Threads, themes and characters in Brixton Beach seem familiar from Tearne's earlier writing. Alice is a gifted and exuberant nine-year old, daughter of a Singhalese mother and Tamil father, when she arrives in Britain in the late 1960s just as the civil war in Sri Lanka is taking hold. Her mother, traumatised by the stillbirth of her second daughter and the death of a close friend, finds Britain unbearably cold. Worse still, Alice's father Stanley has turned into an unlikely lothario, flitting between the bed of an English civil servant and a Tamil spiritual leader. The marriage and family life founder.

This Brixton is devoid of pleasure so Alice works hard to find it through her art, the legacy of her Singhalese grandfather Bee Fonseka, who is grieving her departure. Here Tearne has taken a bold step by portraying Bee as a political figure who risks his life to help Tamil victims of the terror spreading across the island, with "ghost-people disappearing softly through the rustling trees, voiceless and despairing".

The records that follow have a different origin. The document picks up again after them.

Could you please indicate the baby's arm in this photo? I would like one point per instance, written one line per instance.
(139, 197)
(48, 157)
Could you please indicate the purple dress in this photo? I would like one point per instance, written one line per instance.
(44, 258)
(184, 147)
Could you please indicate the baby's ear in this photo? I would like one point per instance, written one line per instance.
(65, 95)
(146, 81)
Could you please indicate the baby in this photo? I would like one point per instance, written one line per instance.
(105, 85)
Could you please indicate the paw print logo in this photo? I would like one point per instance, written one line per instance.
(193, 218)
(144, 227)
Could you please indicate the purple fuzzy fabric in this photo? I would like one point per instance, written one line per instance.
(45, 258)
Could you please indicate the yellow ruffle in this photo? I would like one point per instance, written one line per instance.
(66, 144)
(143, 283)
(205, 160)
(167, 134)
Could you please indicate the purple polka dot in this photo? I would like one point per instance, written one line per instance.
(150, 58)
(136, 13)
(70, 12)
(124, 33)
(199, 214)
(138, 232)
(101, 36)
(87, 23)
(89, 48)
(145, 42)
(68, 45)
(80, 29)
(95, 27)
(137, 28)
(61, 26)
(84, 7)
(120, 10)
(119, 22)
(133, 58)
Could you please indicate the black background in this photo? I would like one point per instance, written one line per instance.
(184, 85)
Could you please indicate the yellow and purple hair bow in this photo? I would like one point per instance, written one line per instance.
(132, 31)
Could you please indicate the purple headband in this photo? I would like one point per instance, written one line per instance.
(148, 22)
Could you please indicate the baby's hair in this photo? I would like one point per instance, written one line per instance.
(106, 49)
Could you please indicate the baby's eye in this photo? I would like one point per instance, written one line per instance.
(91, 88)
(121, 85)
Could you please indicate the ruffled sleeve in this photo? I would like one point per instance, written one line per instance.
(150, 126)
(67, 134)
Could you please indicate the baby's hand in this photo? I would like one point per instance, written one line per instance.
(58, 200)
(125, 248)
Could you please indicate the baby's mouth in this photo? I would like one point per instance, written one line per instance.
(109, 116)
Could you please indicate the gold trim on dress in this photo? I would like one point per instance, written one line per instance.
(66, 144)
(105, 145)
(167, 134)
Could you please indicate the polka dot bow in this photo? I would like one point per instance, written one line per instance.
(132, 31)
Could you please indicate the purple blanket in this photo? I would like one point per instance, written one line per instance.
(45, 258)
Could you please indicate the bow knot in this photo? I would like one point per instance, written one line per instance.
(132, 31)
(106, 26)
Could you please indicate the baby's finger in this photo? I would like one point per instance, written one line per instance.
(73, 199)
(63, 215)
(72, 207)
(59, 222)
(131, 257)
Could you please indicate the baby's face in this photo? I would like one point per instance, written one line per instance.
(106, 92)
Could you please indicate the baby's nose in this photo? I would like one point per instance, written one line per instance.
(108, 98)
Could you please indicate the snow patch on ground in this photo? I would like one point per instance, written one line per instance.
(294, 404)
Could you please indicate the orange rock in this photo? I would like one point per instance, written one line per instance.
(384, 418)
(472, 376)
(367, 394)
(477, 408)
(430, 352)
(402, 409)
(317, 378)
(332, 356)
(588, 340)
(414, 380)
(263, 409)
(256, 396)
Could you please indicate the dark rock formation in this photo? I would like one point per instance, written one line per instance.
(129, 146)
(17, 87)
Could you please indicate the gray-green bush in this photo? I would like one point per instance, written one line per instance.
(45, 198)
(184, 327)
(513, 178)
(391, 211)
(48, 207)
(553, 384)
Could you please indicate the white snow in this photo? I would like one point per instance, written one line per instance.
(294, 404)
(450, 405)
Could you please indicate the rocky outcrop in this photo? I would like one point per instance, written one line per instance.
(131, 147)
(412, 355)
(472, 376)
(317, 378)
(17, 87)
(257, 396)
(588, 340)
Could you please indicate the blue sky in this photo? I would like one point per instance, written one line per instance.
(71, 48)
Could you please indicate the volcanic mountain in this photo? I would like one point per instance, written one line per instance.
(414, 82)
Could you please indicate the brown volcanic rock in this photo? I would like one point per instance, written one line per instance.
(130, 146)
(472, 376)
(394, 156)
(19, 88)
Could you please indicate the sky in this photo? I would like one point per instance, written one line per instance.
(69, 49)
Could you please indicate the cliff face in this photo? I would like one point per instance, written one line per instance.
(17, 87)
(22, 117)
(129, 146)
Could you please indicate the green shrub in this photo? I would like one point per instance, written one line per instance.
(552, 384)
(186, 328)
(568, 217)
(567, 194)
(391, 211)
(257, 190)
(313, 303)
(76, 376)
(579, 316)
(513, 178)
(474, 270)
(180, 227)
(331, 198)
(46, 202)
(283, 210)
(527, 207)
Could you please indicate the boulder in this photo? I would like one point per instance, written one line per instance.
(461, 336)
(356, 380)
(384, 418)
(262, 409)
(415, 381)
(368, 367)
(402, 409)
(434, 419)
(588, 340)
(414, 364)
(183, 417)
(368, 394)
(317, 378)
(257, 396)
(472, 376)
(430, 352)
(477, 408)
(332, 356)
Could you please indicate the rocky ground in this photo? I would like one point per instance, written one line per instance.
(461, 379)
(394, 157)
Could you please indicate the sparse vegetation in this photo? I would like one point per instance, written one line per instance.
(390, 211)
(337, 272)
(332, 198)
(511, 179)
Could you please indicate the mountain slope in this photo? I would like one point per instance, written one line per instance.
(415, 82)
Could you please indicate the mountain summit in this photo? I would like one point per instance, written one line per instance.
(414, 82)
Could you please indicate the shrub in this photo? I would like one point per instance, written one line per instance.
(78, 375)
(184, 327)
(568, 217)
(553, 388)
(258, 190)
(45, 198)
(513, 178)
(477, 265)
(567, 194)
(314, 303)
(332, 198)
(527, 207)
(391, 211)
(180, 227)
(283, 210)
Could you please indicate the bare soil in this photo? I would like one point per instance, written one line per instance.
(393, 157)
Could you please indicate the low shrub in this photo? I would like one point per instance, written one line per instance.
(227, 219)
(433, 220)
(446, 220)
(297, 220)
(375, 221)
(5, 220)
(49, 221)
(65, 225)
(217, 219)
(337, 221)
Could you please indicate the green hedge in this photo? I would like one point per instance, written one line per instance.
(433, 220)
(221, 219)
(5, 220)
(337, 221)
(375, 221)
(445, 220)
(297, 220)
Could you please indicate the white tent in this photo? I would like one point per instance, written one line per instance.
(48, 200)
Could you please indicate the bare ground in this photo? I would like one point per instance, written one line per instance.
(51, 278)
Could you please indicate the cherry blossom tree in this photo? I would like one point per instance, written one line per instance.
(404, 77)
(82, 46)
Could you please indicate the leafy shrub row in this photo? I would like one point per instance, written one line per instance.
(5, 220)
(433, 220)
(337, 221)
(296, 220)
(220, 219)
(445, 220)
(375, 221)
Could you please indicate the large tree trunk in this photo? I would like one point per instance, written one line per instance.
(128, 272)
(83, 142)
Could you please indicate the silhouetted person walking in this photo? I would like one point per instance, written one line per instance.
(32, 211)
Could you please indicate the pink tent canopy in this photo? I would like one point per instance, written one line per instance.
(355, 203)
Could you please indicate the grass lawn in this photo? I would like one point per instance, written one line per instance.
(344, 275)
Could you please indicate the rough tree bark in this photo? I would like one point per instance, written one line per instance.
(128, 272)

Born of parents whose relatives are at war, Alice feels alienated from both and struggles to find her own identity in London. There is relief from this emotional turmoil in Tearne's landscapes, from which Alice and her grandfather draw their spiritual sustenance. Like Tearne's paintings (she is also an accomplished artist and has mounted exhibitions in London and Oxford to coincide with the novel's publication), they are delicately and finely wrought.

The impact of civil war on those considered lucky enough to have emigrated is poignant. Haunted by the loss of her infant, Alice's mother Sita degenerates, losing her memory and becoming obsessed with dolls, tragic symbols of her unresolved grief. But the little white coffins she fashions echo the corpses that Bee sees washing up on the beautiful beaches of Alice's childhood. In both cases the dead remained unburied and improperly mourned.

Tearne takes another writerly risk here by opening the novel on 7 July 2005. Like Ian McEwan in Saturday she has a surgeon, Simon Swann, caught up in the events, searching for his lover amid the chaos. This is a tough challenge, as every Londoner has their own vivid memories of the victims stumbling from the underground and neighbourhoods festooned with yellow tape. But Tearne pulls it off because so much of the novel is deeply grounded in the slow eruption of violence in Sri Lanka, so that the terrorist attack seems part of a larger global conflict.

Although the novel's plot perhaps suffers from borrowing from her previous works, Tearne is a vividly sensitive writer who spares her readers unnecessary sentiment and hones in on raw emotions just below the surface. The refugee in all of us can recognise the desperate desire to belong and the sometimes terrible price we pay for it.